Узнав об этом, Стоу предложил немедленно выехать в полк. Но мы уговорили его и Эренбурга пообедать с нами и вместе с ними вышли из палатки на свежий воздух. В это время по стволам деревьев спустилось несколько белок, привыкших безбоязненно брать из рук лесные орехи, которыми мы заранее запасались. Впечатлительным литераторам это показалось странным. Мол, шли жестокие бои, а рядом бегали почти ручные белки. Эренбург и Стоу не отказались от удовольствия самим угостить зверьков лакомствами из наших карманов.
Обратившись к Эренбургу, я напомнил, что мы с ним старые знакомые.
— И мне ваше лицо показалось знакомым, — оживился Эренбург. — А вот где и когда встречались, не припомню…
— 22 июня 1941 года на радиостудии в Москве.
Вспомнил об этом и Эренбург, только намекнул, что я за прошедший год очень изменился, что война прибавила седины на моих висках.
Дело было так. Утром 22 июня 1941 года, сразу как только прибежал из дома, я получил задание от начальника политотдела Военно-политической академии выступить в этот же день по Центральному радиовещанию от имени воинов Московского гарнизона. Требовалось выразить твердую уверенность в нашей победе, гнев и возмущение вероломством гитлеровцев, обратиться к красноармейцам, ко всем советским людям с призывом дать отпор врагу, проявлять бдительность.
Выступление было рассчитано на 3–4 минуты, а работа над ним потребовала больших усилий. Много раз я исправлял и переделывал текст, и все казалось, что в нем не хватает убедительных и ярких слов.
Под вечер я приехал на радиостудию. Встретил меня дежурный диктор, поинтересовался заготовленным мной текстом, прочел его вслух. Спустя несколько минут в комнату вошел немолодой худощавый человек с трубкой во рту и небольшой папкой в руках. Дежурный назвал ему мою фамилию. Мы пожали друг другу руки и разошлись по своим местам. Незнакомец сел в другом углу комнаты, положил свою папку на столик и стал смотреть в окно.
Неожиданно он спросил меня:
— Волнуетесь, товарищ батальонный комиссар?
— Да, — признался я. — Недоволен текстом своего выступления.
Незнакомец пригласил сесть рядом с ним и попросил показать ему мой текст. Пока он читал, я увидел на его папке надпись: «И. Эренбург». По правде сказать, это усилило мое волнение.

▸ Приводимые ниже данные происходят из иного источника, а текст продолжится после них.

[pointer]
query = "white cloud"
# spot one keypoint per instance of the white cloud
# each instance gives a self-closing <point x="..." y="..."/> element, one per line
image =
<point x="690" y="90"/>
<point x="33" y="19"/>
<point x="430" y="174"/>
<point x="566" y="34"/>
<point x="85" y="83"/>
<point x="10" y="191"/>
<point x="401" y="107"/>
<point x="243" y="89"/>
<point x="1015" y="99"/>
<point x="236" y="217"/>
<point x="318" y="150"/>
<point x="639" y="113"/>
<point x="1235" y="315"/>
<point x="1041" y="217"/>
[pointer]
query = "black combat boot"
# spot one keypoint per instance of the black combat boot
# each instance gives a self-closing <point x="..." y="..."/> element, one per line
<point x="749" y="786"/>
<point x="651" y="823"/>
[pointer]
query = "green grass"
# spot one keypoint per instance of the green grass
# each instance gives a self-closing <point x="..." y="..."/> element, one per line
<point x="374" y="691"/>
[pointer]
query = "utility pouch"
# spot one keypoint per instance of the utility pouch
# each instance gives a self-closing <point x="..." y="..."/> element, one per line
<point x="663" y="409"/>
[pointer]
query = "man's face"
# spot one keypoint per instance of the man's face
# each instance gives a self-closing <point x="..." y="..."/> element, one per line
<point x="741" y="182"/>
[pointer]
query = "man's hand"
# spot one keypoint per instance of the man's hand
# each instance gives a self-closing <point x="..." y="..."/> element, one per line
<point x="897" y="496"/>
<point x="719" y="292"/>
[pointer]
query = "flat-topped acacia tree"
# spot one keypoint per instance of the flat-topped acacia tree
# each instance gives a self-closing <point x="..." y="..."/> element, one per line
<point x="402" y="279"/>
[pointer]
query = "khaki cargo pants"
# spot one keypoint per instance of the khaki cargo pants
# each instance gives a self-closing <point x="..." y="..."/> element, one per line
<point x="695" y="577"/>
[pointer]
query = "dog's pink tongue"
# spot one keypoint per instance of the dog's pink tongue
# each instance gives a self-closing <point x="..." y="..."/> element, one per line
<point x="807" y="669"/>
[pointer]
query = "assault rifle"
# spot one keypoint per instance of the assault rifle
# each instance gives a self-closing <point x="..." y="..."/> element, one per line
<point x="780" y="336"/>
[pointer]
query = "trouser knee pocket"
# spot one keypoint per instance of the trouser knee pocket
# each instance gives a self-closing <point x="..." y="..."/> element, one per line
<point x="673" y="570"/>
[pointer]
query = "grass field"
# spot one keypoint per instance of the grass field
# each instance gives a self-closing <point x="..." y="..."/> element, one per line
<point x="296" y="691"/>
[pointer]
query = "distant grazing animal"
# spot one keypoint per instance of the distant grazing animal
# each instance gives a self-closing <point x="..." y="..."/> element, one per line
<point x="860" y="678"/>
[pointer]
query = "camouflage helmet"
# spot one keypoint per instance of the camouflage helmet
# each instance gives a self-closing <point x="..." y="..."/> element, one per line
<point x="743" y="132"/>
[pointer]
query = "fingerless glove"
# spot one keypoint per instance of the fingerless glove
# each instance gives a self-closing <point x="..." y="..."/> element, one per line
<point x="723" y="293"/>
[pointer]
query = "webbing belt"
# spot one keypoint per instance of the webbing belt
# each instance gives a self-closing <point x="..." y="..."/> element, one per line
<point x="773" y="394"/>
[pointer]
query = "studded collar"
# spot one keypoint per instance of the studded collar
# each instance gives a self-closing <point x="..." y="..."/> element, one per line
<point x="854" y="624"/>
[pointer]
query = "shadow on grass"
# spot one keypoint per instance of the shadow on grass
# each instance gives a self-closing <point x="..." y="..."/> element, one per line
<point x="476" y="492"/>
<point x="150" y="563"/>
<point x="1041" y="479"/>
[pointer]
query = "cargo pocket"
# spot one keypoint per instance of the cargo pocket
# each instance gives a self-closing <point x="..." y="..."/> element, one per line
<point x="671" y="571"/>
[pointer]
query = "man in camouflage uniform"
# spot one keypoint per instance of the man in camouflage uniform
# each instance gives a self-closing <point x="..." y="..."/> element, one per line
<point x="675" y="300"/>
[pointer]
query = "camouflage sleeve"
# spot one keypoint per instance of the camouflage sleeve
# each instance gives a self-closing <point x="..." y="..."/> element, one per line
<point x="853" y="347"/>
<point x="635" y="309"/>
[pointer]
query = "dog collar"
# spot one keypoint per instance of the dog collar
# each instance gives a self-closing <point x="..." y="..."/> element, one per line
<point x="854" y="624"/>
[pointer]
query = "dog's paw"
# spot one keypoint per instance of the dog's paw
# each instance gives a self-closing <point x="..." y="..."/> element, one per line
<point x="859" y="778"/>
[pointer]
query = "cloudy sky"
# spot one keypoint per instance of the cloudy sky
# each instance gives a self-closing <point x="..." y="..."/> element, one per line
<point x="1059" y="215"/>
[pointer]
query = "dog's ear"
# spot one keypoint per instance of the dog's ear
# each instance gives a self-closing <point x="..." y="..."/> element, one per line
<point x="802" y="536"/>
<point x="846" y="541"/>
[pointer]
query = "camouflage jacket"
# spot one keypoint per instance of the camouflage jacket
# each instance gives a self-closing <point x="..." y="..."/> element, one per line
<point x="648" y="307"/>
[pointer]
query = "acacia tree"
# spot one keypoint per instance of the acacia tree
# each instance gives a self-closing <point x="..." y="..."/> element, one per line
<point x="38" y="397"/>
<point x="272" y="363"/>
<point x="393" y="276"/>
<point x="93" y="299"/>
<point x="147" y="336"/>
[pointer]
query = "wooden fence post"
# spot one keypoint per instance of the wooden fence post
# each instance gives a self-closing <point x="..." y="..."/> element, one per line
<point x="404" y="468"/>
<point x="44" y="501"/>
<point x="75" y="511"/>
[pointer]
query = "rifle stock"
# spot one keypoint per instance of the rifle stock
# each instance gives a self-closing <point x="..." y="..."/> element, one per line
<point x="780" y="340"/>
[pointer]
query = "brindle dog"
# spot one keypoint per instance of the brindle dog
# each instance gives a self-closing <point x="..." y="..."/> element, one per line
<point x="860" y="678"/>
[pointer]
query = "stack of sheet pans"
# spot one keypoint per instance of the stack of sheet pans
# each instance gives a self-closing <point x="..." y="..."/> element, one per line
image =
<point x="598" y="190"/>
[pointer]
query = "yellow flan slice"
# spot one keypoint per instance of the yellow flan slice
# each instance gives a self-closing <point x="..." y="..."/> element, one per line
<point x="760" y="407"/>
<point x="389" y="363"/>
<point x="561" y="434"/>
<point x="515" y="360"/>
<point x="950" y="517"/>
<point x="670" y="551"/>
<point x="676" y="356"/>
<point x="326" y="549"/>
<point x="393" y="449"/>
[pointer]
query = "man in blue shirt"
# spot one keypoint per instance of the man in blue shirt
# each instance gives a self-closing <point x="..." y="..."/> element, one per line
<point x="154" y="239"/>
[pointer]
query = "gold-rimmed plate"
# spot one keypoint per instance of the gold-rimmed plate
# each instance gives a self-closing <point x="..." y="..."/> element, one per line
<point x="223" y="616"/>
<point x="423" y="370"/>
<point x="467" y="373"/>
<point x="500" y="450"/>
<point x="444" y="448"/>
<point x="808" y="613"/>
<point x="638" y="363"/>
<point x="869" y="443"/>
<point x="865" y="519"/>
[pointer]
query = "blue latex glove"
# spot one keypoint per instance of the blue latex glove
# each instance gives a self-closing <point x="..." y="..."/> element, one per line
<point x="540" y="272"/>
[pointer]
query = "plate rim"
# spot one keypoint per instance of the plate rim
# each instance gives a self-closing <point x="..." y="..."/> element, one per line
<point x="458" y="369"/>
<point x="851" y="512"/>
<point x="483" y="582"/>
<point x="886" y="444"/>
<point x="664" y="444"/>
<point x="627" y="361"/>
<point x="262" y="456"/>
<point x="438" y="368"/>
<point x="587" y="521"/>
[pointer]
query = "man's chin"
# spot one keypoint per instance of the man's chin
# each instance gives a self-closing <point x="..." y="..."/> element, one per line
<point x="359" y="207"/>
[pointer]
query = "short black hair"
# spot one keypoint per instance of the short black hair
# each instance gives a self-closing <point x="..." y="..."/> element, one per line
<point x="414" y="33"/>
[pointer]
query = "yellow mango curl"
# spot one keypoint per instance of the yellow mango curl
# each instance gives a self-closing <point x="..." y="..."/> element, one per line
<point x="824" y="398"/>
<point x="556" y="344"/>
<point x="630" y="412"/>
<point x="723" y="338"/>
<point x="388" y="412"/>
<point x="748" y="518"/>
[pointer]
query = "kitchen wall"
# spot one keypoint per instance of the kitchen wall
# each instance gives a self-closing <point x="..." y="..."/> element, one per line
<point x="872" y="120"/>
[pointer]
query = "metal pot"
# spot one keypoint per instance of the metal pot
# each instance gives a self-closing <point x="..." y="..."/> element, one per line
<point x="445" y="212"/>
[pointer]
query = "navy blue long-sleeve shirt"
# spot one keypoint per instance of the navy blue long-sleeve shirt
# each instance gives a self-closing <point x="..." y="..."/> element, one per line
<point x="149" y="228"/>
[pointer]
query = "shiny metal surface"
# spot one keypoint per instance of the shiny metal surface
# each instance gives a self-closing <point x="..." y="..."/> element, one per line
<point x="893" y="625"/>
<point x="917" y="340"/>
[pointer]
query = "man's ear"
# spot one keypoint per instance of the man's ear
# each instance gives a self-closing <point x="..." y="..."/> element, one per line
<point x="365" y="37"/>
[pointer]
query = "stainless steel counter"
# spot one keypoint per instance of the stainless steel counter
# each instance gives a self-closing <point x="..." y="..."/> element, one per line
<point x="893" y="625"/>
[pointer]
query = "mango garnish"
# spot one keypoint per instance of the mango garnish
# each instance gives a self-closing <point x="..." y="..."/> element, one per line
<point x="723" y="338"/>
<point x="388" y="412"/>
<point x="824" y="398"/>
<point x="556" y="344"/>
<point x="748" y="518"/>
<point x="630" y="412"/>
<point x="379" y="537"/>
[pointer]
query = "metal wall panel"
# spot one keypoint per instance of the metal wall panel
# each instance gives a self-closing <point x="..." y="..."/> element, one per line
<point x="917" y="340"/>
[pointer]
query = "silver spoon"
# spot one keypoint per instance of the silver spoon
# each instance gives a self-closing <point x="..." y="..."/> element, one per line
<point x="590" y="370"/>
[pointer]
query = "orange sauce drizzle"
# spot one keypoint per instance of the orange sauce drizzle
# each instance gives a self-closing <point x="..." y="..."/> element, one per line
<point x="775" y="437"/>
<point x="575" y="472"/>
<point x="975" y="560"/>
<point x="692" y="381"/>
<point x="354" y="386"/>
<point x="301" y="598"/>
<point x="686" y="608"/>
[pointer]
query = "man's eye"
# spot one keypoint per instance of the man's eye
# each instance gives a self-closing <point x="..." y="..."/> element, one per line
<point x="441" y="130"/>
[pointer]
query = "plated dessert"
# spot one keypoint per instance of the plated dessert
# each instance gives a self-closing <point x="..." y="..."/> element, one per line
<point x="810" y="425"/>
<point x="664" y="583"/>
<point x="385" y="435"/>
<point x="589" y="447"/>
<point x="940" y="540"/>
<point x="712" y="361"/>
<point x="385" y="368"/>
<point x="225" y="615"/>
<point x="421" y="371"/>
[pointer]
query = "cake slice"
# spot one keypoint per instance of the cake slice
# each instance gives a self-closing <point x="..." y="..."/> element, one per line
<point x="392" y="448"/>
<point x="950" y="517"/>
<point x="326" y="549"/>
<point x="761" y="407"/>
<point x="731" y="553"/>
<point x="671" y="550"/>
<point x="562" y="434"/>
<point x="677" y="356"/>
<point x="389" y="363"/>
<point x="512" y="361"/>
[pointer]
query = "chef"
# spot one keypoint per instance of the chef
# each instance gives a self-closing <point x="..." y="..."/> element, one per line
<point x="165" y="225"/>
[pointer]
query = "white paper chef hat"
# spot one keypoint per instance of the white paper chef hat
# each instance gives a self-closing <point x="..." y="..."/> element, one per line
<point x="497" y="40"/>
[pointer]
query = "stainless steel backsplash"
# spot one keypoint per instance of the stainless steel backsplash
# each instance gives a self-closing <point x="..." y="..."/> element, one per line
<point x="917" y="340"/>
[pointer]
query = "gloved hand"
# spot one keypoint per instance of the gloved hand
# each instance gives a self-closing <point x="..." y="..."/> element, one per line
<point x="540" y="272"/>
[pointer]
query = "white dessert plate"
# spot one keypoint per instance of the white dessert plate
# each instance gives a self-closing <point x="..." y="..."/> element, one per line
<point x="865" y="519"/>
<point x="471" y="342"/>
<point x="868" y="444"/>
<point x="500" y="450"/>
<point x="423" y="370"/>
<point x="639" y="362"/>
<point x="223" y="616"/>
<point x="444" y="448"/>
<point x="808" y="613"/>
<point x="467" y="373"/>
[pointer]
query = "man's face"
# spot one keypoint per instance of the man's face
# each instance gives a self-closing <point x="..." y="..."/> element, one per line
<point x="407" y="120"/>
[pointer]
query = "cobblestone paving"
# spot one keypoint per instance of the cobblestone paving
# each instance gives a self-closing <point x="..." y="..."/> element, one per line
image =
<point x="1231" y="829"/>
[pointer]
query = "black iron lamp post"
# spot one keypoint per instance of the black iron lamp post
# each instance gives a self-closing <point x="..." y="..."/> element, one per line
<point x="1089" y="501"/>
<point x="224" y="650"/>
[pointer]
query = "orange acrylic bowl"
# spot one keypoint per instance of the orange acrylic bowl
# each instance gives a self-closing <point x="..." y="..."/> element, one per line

Не высказав своих замечаний, Эренбург предложил мне прочесть текст вслух, а затем, поглядев на часы, сказал:
— По времени нормально. Я ваш первый слушатель и думаю, что выступление будет хорошим. Вы украинец, это было при чтении по некоторым словам заметно, но вполне допустимо. Не переживайте, все будет хорошо.
Это внимание и сердечные слова Эренбурга вывели меня из напряженного состояния. Он и сам признался, что перед выходом в эфир также нервничает, потому что нельзя быть спокойным в такой час. В остававшиеся минуты до выступления мы вели дружеский разговор.
И вот теперь, больше года спустя, Илья Эренбург довольно красочно рассказал об этом эпизоде Алексею Ивановичу Зыгину, даже перевел что-то Л. Стоу.
До обеда гости успели еще посмотреть Волгу, которая протекала недалеко от КП армии. Была она здесь довольно широкая, но мелководная. В хорошо освещенном солнцем зеркале прозрачной воды просматривались песчаное дно, стайки мелкой рыбешки.
Неожиданно для нас американец, восхищенный красотой Волги, чистотой ее воды, довольно четко произнес на ломаном русском языке стихи Н. А. Некрасова:
Эренбург обрадованно всплеснул руками: видимо, некрасовские слова Л. Стоу заучил не без его участия.
Пребывание у армейских артиллеристов произвело на наших гостей, особенно на Л. Стоу, большое впечатление. Стоу говорил нам о высокой выучке артиллеристов, их организованности и дисциплине. Одной батарее американец на карте указал цель, и артиллеристы поразили ее с первого залпа.